# Predicting GroundState Energy from Coulomb Matrices

This [dataset](https://www.kaggle.com/datasets/burakhmmtgl/energy-molecule) contains ground state energies of 16,242 molecules calculated by quantum mechanical simulations.

The data contains 1277 columns. The first 1275 columns are entries in the Coulomb matrix that act as molecular features. The 1276th column is the Pubchem Id where the molecular structures are obtained. The 1277th column is the atomization energy calculated by simulations using the Quantum Espresso package.

In the csv file, the first column (X1) is the data index.

The dataset was used for a [publication using a tree based ML Framework](https://arxiv.org/pdf/1609.07124.pdf).

## Getting the data

We create a class that inherits from torch's `Dataset` class to create our own dataset object. It must include the three given methods.

In [None]:
import os
import pandas as pd
from torch.utils.data import Dataset, DataLoader
import torch


In [None]:
class GS_from_CM_Dataset(Dataset):
    
    def __init__(self, path_to_data, transform=None):
        
        self.path_to_data = path_to_data
        if os.path.exists(path_to_data):
            self.data = pd.read_csv(path_to_data)
        else:
            raise FileExistsError('No dataset found')
        self.transform = transform

    def __len__(self):
        return self.data.shape[0]

    def __getitem__(self, idx):
        if torch.is_tensor(idx):
            idx = idx.tolist()
        
        energy = self.data.iloc[idx, -1]
        CMat = self.data.iloc[idx, 1:-2]

        return torch.tensor(CMat).to(torch.float), torch.tensor(energy).to(torch.float)

In [None]:
# Using dataloader
dataset = GS_from_CM_Dataset(path_to_data='data/GS_from_CM/GS_from_CM_data.csv')

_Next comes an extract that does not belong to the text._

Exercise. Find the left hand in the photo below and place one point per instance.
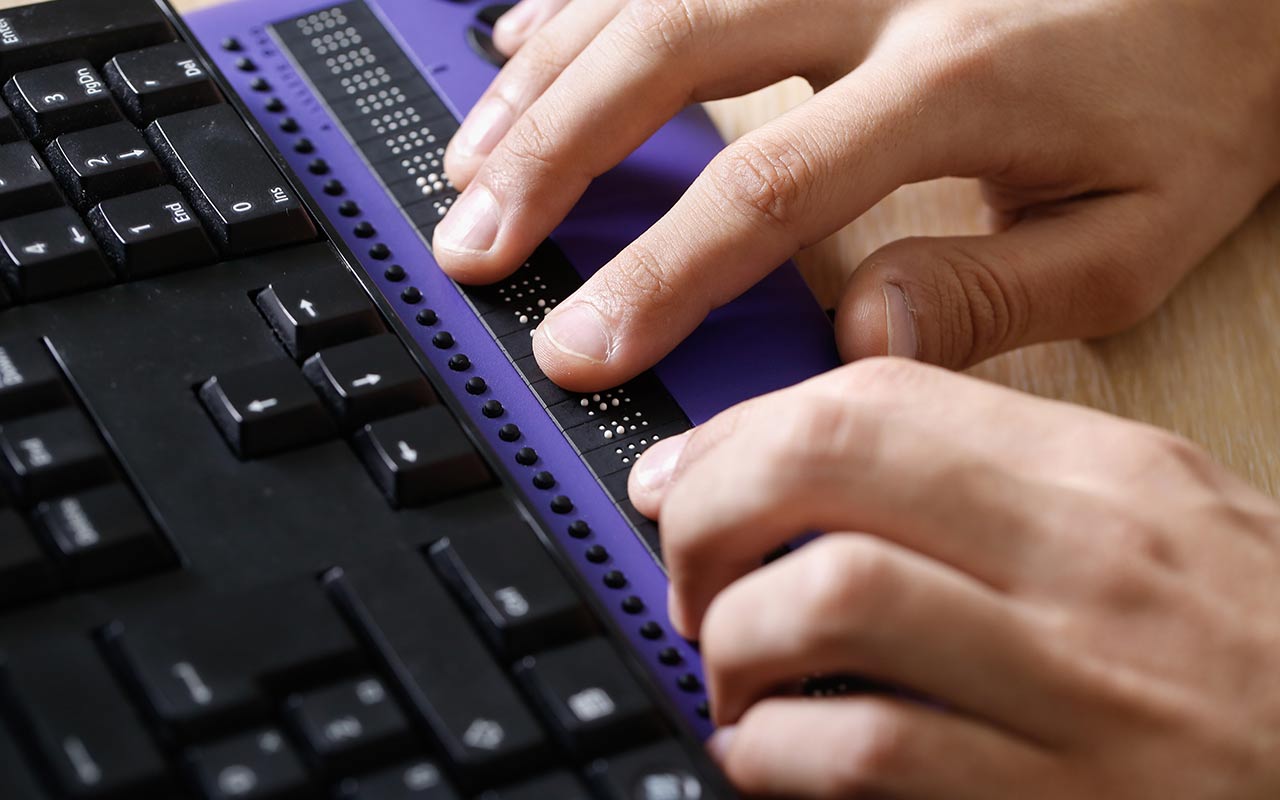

# Just checking that everything works fine
print(len(dataset))
for i in range(5):
    sample_X, sample_y = dataset[i]
    print(i, sample_X.shape, sample_y)

Now we can use the DataLoader function to use the dataset in PyTorch

In [None]:
N_all = len(dataset)

# input_len = dataset[0]['CMat'].shape[0]
input_len = dataset[0][0].shape[0]
batch_size = 32

subset = 1

used_data, _ = torch.utils.data.random_split(dataset, (int(N_all*subset), N_all - int(N_all*subset)))

N = len(used_data)
print(f'Using a subset of {N} data out of {N_all}')

train_data, test_data = torch.utils.data.random_split(used_data, (int(N*0.9), N - int(N*0.9)))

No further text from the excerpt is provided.